A separate report released by payroll processor Automatic Data Processing (ADP) showed that private sector employment saw another notable decline in the month of July, although the pace of job losses slowed to its slowest rate since October of 2008.

ADP said non-farm private employment fell by 371,000 jobs in July following a revised decrease of 463,000 jobs in June. Economists had been expecting a decrease of about 350,000 jobs compared to the loss of 473,000 jobs originally reported for the previous month.

Meanwhile, the U.S. Commerce Department revealed that factory orders rose 0.4 percent in June, surprising economists, who had expected orders to drop 0.8 percent.

During Thursday's early Asian trading, the New Zealand currency slipped to a 2-day low of 63.65 against the Japanese yen, moving from Wednesday's new multi-month high of 64.51. On the downside, 62.9 is seen as the next target level for the kiwi. The kiwi-yen pair closed yesterday's deals at 63.98.

Japan's leading index increased to 79.8 in June from 76.9 in the preceding month, a preliminary report by the Cabinet Office said today. Economists expected the index to be 79.7. The leading index has now increased for the fourth consecutive month in June.

The coincident index climbed to 87.8 from 87.1 in May. This is the third consecutive month the index has risen. Economists expected the index to come in at 88.1.

The New Zealand dollar that closed Wednesday's New York deals at 1.2498 against the Australian currency slipped to 1.2594 during today's early Asian deals. This set a 2-day low for the kiwi. The aussie-kiwi pair is currently trading at 1.2581 with 1.263 seen as the next target level.

The Australian dollar rose as the Australian economy continued to show more signs of recovery as today's unemployment rate came much better than forecasts, giving signs of a healing labor sector that used to represent a major problem for the economy in the way out of the crisis.

The Australian Bureau of Statistics said in a report that the nation's jobless rate remained at 5.8 percent in July, the same level as the month before. Economists had expected the unemployment rate to increase to 6.0 percent. The bureau said in seasonally adjusted terms, overall employment increased by 32,200 to 10,793,600.

It meant New Zealand leap-frogged Australia's unemployment figure, which was at 5.8% in June.

Since 2003, New Zealand's rate has generally been around a percentage point lower than Australia's. New Zealand has now been in recession for well over a year.

Social Development and Employment Minister Paula Bennett said the unemployment rise was a concern. But despite the larger than expected rise in the number of people out of work, New Zealand is holding up internationally, with an unemployment rate well under the OECD average of 8.3 percent.

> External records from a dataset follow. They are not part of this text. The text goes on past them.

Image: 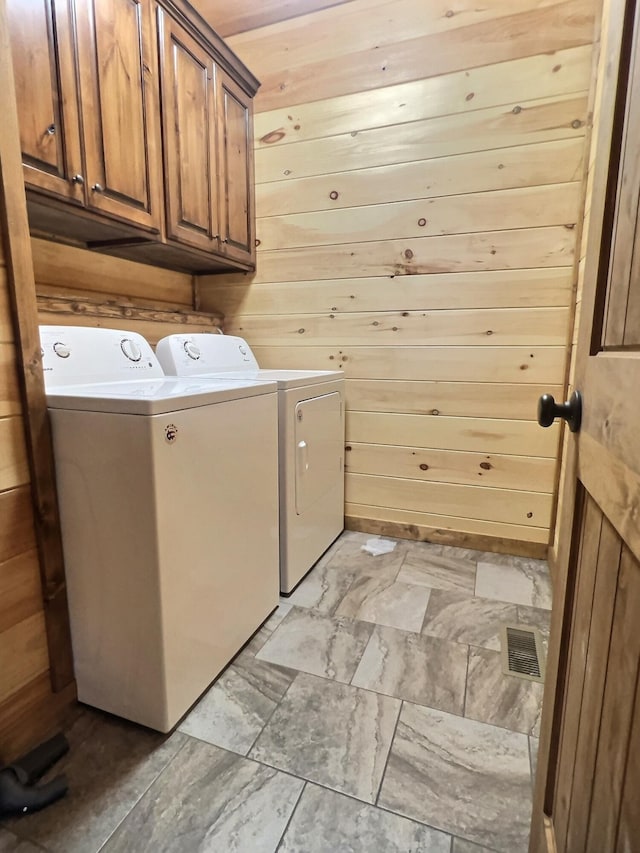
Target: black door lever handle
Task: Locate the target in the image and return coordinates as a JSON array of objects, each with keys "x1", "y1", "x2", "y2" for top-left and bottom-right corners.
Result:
[{"x1": 538, "y1": 391, "x2": 582, "y2": 432}]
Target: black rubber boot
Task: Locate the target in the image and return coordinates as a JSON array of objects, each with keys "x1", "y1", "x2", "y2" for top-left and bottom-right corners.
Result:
[{"x1": 0, "y1": 734, "x2": 69, "y2": 820}]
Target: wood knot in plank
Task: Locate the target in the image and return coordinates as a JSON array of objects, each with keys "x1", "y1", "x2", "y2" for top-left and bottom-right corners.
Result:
[{"x1": 260, "y1": 127, "x2": 287, "y2": 145}]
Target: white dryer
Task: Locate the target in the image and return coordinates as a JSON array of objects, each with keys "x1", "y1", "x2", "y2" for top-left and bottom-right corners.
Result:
[
  {"x1": 156, "y1": 334, "x2": 345, "y2": 595},
  {"x1": 40, "y1": 326, "x2": 279, "y2": 732}
]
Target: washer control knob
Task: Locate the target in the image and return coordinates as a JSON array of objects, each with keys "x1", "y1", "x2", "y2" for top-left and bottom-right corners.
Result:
[
  {"x1": 120, "y1": 338, "x2": 142, "y2": 361},
  {"x1": 184, "y1": 341, "x2": 200, "y2": 361},
  {"x1": 53, "y1": 341, "x2": 71, "y2": 358}
]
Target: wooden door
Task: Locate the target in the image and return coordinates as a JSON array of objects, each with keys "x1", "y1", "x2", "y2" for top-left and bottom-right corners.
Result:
[
  {"x1": 76, "y1": 0, "x2": 163, "y2": 231},
  {"x1": 531, "y1": 0, "x2": 640, "y2": 853},
  {"x1": 216, "y1": 69, "x2": 255, "y2": 263},
  {"x1": 158, "y1": 10, "x2": 220, "y2": 251},
  {"x1": 7, "y1": 0, "x2": 84, "y2": 202}
]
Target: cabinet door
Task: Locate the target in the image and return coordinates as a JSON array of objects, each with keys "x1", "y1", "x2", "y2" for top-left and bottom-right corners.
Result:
[
  {"x1": 159, "y1": 11, "x2": 219, "y2": 251},
  {"x1": 216, "y1": 69, "x2": 255, "y2": 263},
  {"x1": 76, "y1": 0, "x2": 162, "y2": 231},
  {"x1": 7, "y1": 0, "x2": 84, "y2": 202}
]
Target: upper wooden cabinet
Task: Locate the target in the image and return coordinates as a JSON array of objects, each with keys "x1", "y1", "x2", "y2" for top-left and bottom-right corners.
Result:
[
  {"x1": 216, "y1": 69, "x2": 255, "y2": 262},
  {"x1": 6, "y1": 0, "x2": 258, "y2": 272},
  {"x1": 75, "y1": 0, "x2": 162, "y2": 232},
  {"x1": 158, "y1": 10, "x2": 220, "y2": 251},
  {"x1": 7, "y1": 0, "x2": 84, "y2": 203}
]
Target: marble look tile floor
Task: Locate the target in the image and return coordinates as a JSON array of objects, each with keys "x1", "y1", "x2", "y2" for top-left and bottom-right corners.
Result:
[{"x1": 0, "y1": 532, "x2": 551, "y2": 853}]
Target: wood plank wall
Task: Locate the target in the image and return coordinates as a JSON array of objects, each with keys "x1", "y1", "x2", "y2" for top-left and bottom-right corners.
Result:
[
  {"x1": 199, "y1": 0, "x2": 598, "y2": 553},
  {"x1": 0, "y1": 0, "x2": 75, "y2": 766},
  {"x1": 31, "y1": 238, "x2": 222, "y2": 346},
  {"x1": 0, "y1": 228, "x2": 57, "y2": 763}
]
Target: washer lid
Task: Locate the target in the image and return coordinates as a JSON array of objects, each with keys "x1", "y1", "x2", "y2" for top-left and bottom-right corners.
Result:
[
  {"x1": 47, "y1": 377, "x2": 277, "y2": 415},
  {"x1": 235, "y1": 369, "x2": 344, "y2": 389},
  {"x1": 156, "y1": 332, "x2": 344, "y2": 388}
]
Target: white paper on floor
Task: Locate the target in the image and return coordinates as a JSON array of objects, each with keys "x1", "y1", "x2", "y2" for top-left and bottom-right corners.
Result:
[{"x1": 361, "y1": 538, "x2": 398, "y2": 557}]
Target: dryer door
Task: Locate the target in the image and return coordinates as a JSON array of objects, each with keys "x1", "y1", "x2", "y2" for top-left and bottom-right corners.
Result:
[{"x1": 295, "y1": 391, "x2": 344, "y2": 515}]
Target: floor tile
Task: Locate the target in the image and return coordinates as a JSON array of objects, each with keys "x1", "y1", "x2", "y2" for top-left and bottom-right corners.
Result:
[
  {"x1": 398, "y1": 546, "x2": 476, "y2": 595},
  {"x1": 378, "y1": 703, "x2": 531, "y2": 853},
  {"x1": 179, "y1": 650, "x2": 297, "y2": 755},
  {"x1": 464, "y1": 647, "x2": 544, "y2": 735},
  {"x1": 278, "y1": 784, "x2": 451, "y2": 853},
  {"x1": 101, "y1": 740, "x2": 304, "y2": 853},
  {"x1": 351, "y1": 627, "x2": 467, "y2": 714},
  {"x1": 246, "y1": 601, "x2": 292, "y2": 655},
  {"x1": 250, "y1": 675, "x2": 400, "y2": 803},
  {"x1": 0, "y1": 832, "x2": 44, "y2": 853},
  {"x1": 8, "y1": 711, "x2": 187, "y2": 853},
  {"x1": 476, "y1": 558, "x2": 551, "y2": 610},
  {"x1": 257, "y1": 607, "x2": 373, "y2": 683},
  {"x1": 336, "y1": 576, "x2": 430, "y2": 631},
  {"x1": 287, "y1": 565, "x2": 355, "y2": 616},
  {"x1": 422, "y1": 589, "x2": 518, "y2": 651},
  {"x1": 327, "y1": 534, "x2": 407, "y2": 580}
]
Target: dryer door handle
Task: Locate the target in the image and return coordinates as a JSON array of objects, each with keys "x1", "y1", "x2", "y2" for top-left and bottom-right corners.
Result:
[{"x1": 298, "y1": 441, "x2": 309, "y2": 471}]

The economy has been in recession since the start of 2008, but the single biggest quarterly increase in the unemployment rate since September 1988 is obviously of concern to this government, she added.

Against the European currency, the NZ dollar declined to a 2-day low of 2.1518 during Thursday's early deals. The next downside target level for the kiwi is seen around 2.171. The euro-kiwi pair closed Wednesday's deals at 2.1409.

Yesterday, the New Zealand currency advanced to a 9-month high of 2.1334 against the euro and a 5-day high of 1.2453 versus the aussie.

The interest rate decision in the euro zone is scheduled to be announced today alongside a statement from ECB President Jean Claude Trichet.

The European Central Bank is due to announce its monetary policy decision at 7.45 am ET. Most economists do not expect the ECB to make any change in its key interest rate from its current level of 1%.

In July, the ECB kept its key interest rate at 1%, where it has been since May. The bank also held its interest rate on marginal lending facility unchanged at 1.75% and the rate on deposit facility at 0.25%.

Before the ECB meeting, the Italian industrial production and the German factory orders-both for the month of June are expected in the upcoming European session.

From the U.S., the Labor Department is due to release its customary weekly jobless claims report for the week ended August 1st at 8:30 am ET.